Picks by what you're actually building
Python isn't one workload, so the best model depends on which Python you write.
- Data science and notebooks. This work rewards strong reasoning over messy, exploratory code — you want a model that holds a lot of context and reasons carefully about transformations. Opus 4.8 is the safe default; Fable 5 when the analysis is intricate. Gemini 3.1 Pro is a genuine option here too — its 88.5 LiveCodeBench reflects the kind of self-contained, algorithmic problem-solving that data work often is, even though its repo-surgery score is more modest.
- Web backends (Django, FastAPI, Flask). This is repo-surgery territory — real files, real patterns, real "don't break the other endpoint." SWE-bench Verified is basically this workload, so trust the top of the board directly: Opus 4.8 as your driver, Sonnet 5 as a high-volume builder for the routine endpoints.
- Scripting and automation. Short, self-contained Python where speed of iteration beats raw ceiling. Gemini 3.5 Flash (167 tok/s) and Qwen3.7 Max (204 tok/s) shine — you're running many small edits, and fast models make that loop pleasant. You rarely need a 95-on-SWE model to rename files or wrangle a CSV.
The value play: DeepSeek V4 Pro
Here's the pick that changes budgets. DeepSeek V4 Pro posts 77.6 on SWE-bench Verified — genuinely capable Python — at $0.435 per million input and $0.87 per million output. That's a fraction of the frontier models' cost for work that lands the vast majority of routine Python tasks. If you're doing high-volume implementation, or you're cost-sensitive, or you just want to reserve the expensive models for the hard problems, DeepSeek does the bulk work for pennies. GPT-5.3 Codex ($1.75/$14, 74.8) is the other strong value pick — a little more per token, a very practical everyday coder.

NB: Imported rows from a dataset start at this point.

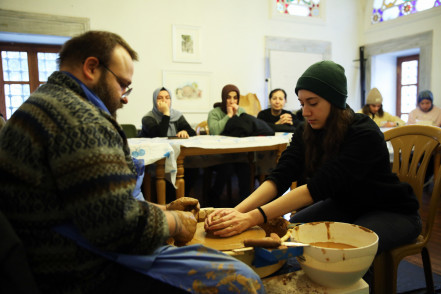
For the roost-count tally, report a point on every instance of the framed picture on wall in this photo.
(186, 44)
(191, 91)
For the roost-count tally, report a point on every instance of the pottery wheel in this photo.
(225, 243)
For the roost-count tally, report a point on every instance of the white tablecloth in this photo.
(153, 149)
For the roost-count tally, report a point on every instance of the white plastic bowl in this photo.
(336, 268)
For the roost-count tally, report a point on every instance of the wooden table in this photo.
(194, 151)
(169, 155)
(298, 283)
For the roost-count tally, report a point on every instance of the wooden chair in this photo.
(202, 128)
(129, 130)
(250, 103)
(413, 147)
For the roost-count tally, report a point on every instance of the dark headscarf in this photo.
(225, 91)
(157, 115)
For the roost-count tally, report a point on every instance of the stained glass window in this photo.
(25, 68)
(299, 7)
(384, 10)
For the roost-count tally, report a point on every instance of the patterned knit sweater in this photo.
(64, 160)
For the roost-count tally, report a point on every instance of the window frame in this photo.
(400, 61)
(32, 50)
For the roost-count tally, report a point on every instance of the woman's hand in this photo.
(185, 204)
(185, 226)
(285, 118)
(389, 124)
(183, 134)
(228, 222)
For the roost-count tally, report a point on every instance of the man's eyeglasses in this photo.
(124, 86)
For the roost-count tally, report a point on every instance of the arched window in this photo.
(384, 10)
(299, 7)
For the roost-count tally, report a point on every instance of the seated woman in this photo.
(341, 163)
(374, 109)
(217, 119)
(276, 117)
(426, 113)
(162, 120)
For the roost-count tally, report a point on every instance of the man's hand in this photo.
(185, 204)
(182, 134)
(185, 227)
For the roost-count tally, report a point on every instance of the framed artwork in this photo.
(191, 91)
(186, 44)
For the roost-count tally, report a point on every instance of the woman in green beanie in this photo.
(341, 164)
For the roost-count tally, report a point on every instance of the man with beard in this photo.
(67, 182)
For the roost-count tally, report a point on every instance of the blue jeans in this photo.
(393, 229)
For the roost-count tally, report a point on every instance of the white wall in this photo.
(233, 34)
(425, 21)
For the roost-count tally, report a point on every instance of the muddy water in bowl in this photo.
(335, 267)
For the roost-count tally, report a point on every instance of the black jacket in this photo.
(359, 176)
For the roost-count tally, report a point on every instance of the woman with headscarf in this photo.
(279, 119)
(223, 111)
(218, 118)
(374, 109)
(162, 120)
(426, 113)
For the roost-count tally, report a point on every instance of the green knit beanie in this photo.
(326, 79)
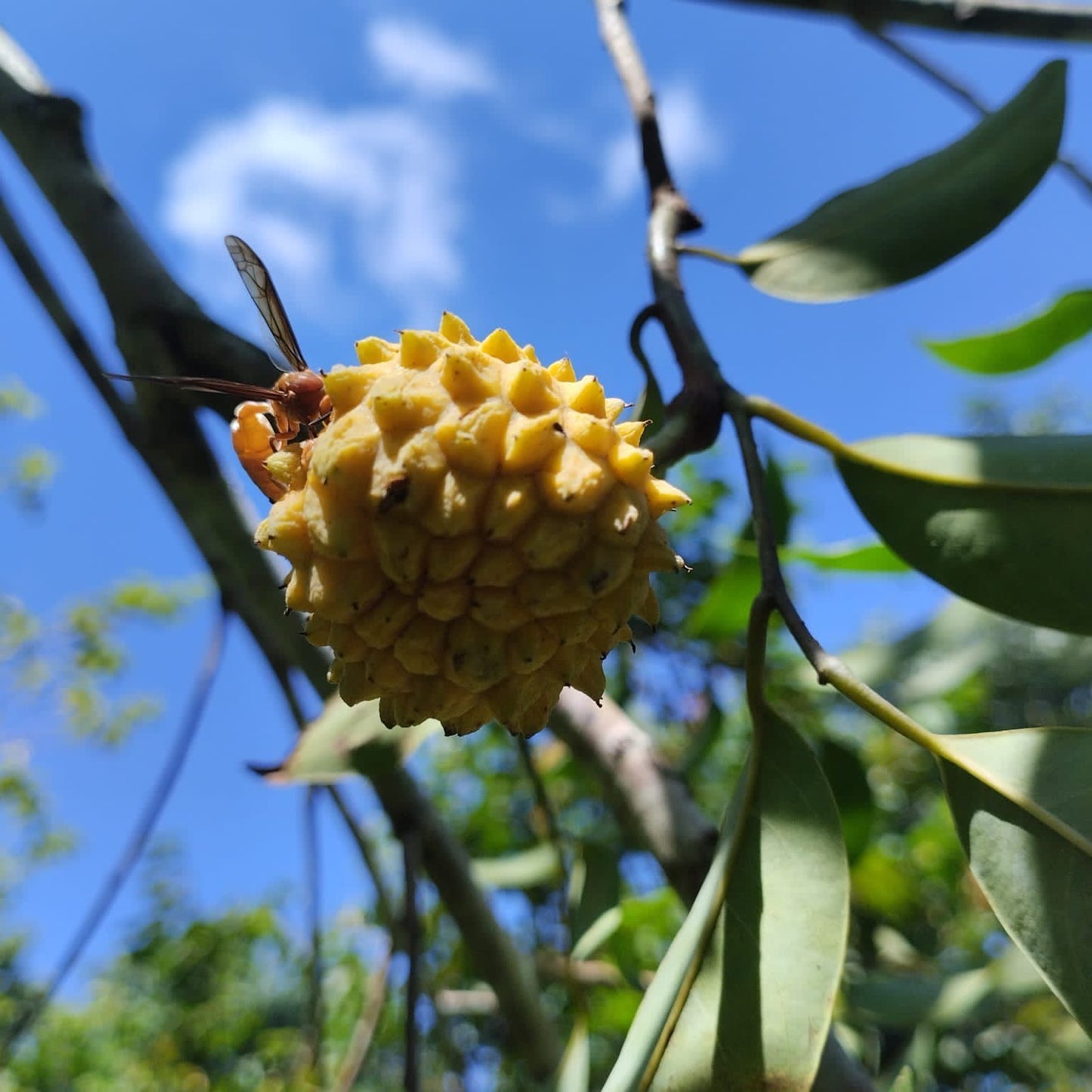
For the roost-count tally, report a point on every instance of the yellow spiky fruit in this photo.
(471, 532)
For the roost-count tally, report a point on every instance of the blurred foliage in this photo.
(29, 474)
(80, 657)
(220, 1001)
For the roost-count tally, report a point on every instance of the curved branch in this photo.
(161, 331)
(1019, 19)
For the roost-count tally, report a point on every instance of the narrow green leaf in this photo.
(595, 891)
(920, 216)
(336, 745)
(725, 606)
(1025, 345)
(686, 949)
(1004, 521)
(905, 1082)
(759, 1009)
(540, 866)
(848, 557)
(574, 1072)
(1023, 814)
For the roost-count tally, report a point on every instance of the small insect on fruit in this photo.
(277, 414)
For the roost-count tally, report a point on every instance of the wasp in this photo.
(275, 415)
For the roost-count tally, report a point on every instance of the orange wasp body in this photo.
(277, 414)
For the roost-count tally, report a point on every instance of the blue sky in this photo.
(389, 161)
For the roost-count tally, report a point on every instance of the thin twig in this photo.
(692, 419)
(552, 832)
(161, 331)
(692, 422)
(385, 903)
(1020, 19)
(385, 913)
(138, 840)
(966, 95)
(312, 878)
(39, 283)
(411, 859)
(363, 1030)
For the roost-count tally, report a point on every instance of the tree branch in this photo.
(138, 840)
(1019, 19)
(694, 417)
(649, 797)
(159, 330)
(491, 950)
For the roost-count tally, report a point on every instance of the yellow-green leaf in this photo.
(917, 218)
(1023, 345)
(1005, 521)
(1023, 814)
(758, 1013)
(336, 744)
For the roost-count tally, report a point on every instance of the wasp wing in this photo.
(260, 285)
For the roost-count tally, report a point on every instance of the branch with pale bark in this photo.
(159, 330)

We line up the whole cheap tier in the cheapest coding models worth using.
How much do the gaps actually matter for Python?
Be honest with yourself about your workload. If most of your Python is CRUD endpoints, scripts, and standard data wrangling, the difference between a 77 and an 88 shows up rarely — a capable mid-board model plus good context engineering will out-ship a frontier model fed vague tasks. The frontier scores earn their premium on the genuinely hard problems: the multi-file bug, the tricky migration, the algorithm that has to be right. Match the model to the difficulty, not to the leaderboard.
What we'd run for Python
One model: Opus 4.8. A two-tier setup: Opus 4.8 (or Fable 5 for the hard 5%) driving, DeepSeek V4 Pro or Sonnet 5 grinding the routine volume. Fast scripting loops: Gemini 3.5 Flash or Qwen3.7 Max. And before you trust any of these numbers, understand what SWE-bench Verified does and doesn't measure — our SWE-bench explainer is worth ten minutes, because it's the benchmark this whole Python ranking rests on. The board moves monthly; the live version is always at /benchmarks.